If the child is affected due to a new mutation, then the risk of recurrence is very low. If the affected child has an autosomal dominant condition inherited from a clinically normal parent, then the recurrence risk is higher. If there are healthy children in addition to the affected child, then the odds are better than if there were no unaffected siblings.
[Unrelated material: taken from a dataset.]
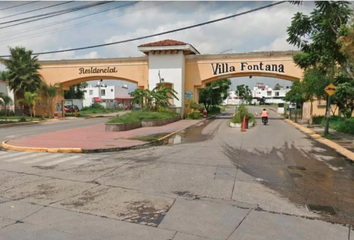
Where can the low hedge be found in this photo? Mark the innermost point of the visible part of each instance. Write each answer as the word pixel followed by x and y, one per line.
pixel 194 115
pixel 343 125
pixel 138 116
Conditions for Young's equation:

(1) autosomal dominant condition

(2) both parents clinically unaffected

(3) calculating the risk for the sibling of an affected child

(4) integrates the condition of having normal siblings in addition to the affected child


risk of recurrence =

= (0.5 * (penetrance) * (1 - (penetrance)) * ((1 - ((penetrance) / 2)) ^ (number of unaffected siblings))) / (((1 - (penetrance)) * ((1 - ((penetrance) / 2))^(number of unaffected siblings))) + ((penetrance) * (1 - (fitness of affected heterozygotes))))
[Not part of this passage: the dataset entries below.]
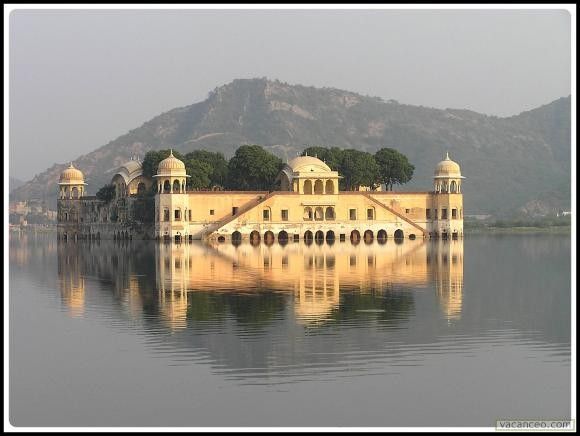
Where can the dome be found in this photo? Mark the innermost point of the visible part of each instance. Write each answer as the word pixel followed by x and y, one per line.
pixel 171 166
pixel 130 171
pixel 448 168
pixel 71 176
pixel 308 163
• fitness is that of the affected (= penetrant) heterozygote (Friedman's equation uses the fitness of all heterozygotes)

• penetrance and fitness are decimal fractions from 0 to 1.


If only the affected child is present (no healthy siblings), this equation becomes


risk of recurrence =

= (0.5 * (penetrance) * (1 - (penetrance))) / ((1 - ((penetrance) * (fitness of affected heterozygotes))))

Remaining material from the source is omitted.